In Bezug auf Syrien hat man ja das Argument der Grenzsicherheit verwandt, aber für Libyen dürfte diese Argumentation ja wohl schwierig werden …

So ein großes Gebiet für eine Expansion zu anzustreben, ist an sich schon ein Problem. So wie die AKP in Syrien gegen die Wand gerannt ist, wird es ihr in Libyen noch zwei- oder dreimal schlimmer ergehen. Über die Entsendung von Soldaten nach Libyen wird im Parlament abgestimmt.
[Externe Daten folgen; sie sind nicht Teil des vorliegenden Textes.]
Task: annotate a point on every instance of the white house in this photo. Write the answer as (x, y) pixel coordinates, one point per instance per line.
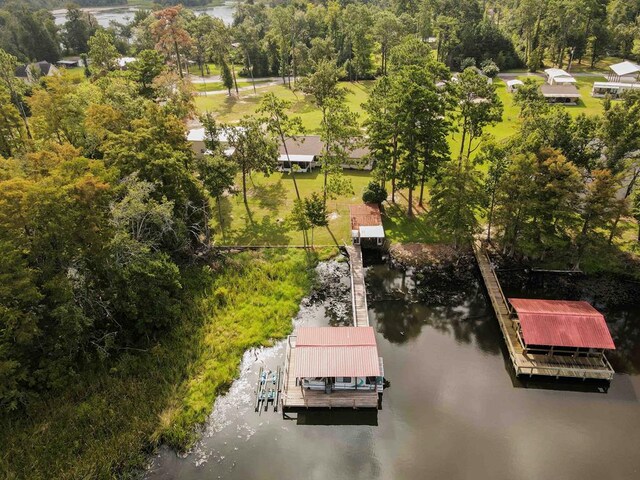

Es bedarf stattdessen einer Außenpolitik, die für Frieden unter allen Völkern sorgt. Die Bevölkerung teilt die Begeisterung für einen Einsatz in Libyen nicht. Sie erlebt bereits seit Jahren die Ergebnisse der Außenpolitik in Syrien. So wie die Bourgeoisie und das Dreiergespann Enver, Talat und Cemal in den letzten Jahren des Osmanischen Reiches nach neuen Gebieten und neuen Märkten gierte, verfolgen sie heute eine ähnliche Politik. Es wurde mit der Sicherheit der Grenze nach Syrien argumentiert, aber was soll jetzt zu Libyen gesagt werden? Auch die Behauptung „Wir haben von der Türkei bis Libyen im Mittelmeer einen breiten Sicherheitskorridor errichtet und gegen Griechenland ein echtes Tor geschossen, so dass die ganz Welt erstaunt war“, entspricht auf internationaler Ebene nicht der Realität. Wenn Frankreich, Russland, die USA, England und China dem Ball hinterherlaufen, dann kommt die Türkei nicht so leicht an den Ball. Dabei geht es natürlich um Innenpolitik. Es ist allerdings äußerst gewagt, in einer solchen ökonomischen Krise ernsthaft zu glauben, im Volk Widerhall zu finden.